Pronti o meno

'Ready Or Not' dei Fugees è una canzone che intreccia temi di resilienza, sfida e la dura realtà della vita. La traccia, che campiona la canzone del 1968 'Ready or Not Here I Come (Can't Hide from Love)' dei The Delfonics, è una dimostrazione dell'abilità dei Fugees di fondere melodie piene di sentimento con testi stimolanti. Il ritornello, 'Pronto o no, eccomi, non puoi nasconderti', funge da metafora dell'inevitabilità di affrontare le proprie sfide e della determinazione a superarle.

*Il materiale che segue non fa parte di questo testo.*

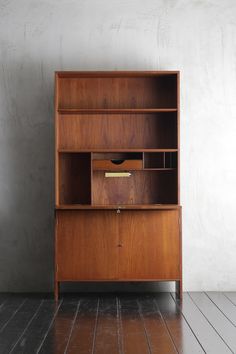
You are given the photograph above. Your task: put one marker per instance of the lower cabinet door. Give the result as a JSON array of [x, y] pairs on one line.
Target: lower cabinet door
[[106, 245], [150, 244], [86, 245]]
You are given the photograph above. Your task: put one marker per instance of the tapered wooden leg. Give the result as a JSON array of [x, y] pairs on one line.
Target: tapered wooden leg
[[179, 290], [56, 290]]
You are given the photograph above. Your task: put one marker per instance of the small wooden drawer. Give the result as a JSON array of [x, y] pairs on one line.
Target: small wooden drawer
[[117, 165]]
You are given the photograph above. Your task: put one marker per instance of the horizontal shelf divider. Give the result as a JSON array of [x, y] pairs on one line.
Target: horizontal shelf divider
[[115, 150], [115, 207], [114, 110]]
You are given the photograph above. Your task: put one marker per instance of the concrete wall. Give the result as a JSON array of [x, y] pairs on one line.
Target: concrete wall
[[196, 37]]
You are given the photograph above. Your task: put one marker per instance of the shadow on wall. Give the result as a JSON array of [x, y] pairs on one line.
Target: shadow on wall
[[27, 177], [27, 184]]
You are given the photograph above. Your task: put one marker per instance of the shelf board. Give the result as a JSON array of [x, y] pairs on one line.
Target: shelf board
[[115, 207], [135, 169], [115, 150], [115, 110]]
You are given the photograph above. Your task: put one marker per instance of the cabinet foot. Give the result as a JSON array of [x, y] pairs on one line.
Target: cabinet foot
[[179, 290], [56, 290]]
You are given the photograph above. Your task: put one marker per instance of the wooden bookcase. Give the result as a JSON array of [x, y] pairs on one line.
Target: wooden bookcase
[[118, 215]]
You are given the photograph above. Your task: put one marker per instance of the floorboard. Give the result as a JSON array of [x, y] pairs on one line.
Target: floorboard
[[224, 305], [8, 309], [58, 332], [119, 324], [181, 333], [84, 330], [231, 296], [133, 331], [159, 339], [215, 317], [14, 328], [34, 334], [107, 334], [210, 340]]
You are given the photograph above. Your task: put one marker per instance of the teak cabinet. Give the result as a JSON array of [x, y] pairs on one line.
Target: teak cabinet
[[118, 215]]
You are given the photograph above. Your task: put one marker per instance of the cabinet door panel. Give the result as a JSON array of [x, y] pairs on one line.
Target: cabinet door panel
[[87, 245], [150, 245]]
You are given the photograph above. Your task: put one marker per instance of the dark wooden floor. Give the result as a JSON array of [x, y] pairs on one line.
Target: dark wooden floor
[[137, 324]]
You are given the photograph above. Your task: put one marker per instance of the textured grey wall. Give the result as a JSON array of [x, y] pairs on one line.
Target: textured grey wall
[[196, 37]]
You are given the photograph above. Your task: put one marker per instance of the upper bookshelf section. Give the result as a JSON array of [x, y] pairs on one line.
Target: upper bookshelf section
[[117, 131], [117, 139], [110, 90]]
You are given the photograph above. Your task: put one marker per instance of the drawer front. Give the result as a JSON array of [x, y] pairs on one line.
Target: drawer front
[[150, 244], [86, 245]]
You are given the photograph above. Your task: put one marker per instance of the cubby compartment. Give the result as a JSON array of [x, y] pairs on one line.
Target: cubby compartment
[[110, 91], [75, 178], [160, 160], [118, 131], [117, 161], [140, 187]]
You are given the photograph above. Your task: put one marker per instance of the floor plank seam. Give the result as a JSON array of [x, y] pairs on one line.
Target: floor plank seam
[[95, 327], [12, 316], [166, 326], [72, 327], [219, 309], [179, 307], [119, 328], [49, 327], [3, 303], [229, 299], [145, 329], [210, 323], [30, 321]]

I versi, pronunciati da Lauryn Hill e Wyclef Jean, toccano lotte personali e questioni sociali. I versi di Wyclef riflettono sul suo passato, incluso un riferimento a una rapina, come metafora della lotta per sopravvivere e farcela in un mondo che spesso non perdona. Parla del desiderio di rialzarsi, di essere 'di nuovo re', nonostante gli ostacoli che ha dovuto affrontare. I versi di Lauryn Hill, d'altra parte, sono una dimostrazione di fiducia e sicurezza in se stessi. Paragona la sua abilità lirica al gioco degli scacchi e afferma il suo destino di successo. I riferimenti a icone culturali come Nina Simone e Al Capone, così come la menzione dei 'rifugiati che prendono il sopravvento', alludono al background del gruppo e alla loro lotta per il riconoscimento e il rispetto.

Il bridge e l'outro della canzone enfatizzano ulteriormente il tema dell'inevitabilità, con il testo 'Non puoi scappare da queste cicatrici che ho' e 'i rifugiati prendono il sopravvento'. I Fugees, che prendono il nome dal termine per sfollati, tracciano paralleli tra le loro esperienze personali e questioni più ampie di sfollamento e lotta. La canzone è una potente dichiarazione di presenza e perseveranza, con i Fugees che affermano che non saranno ignorati o dimenticati, sia nell'industria musicale che nella più ampia narrativa di sopravvivenza e successo.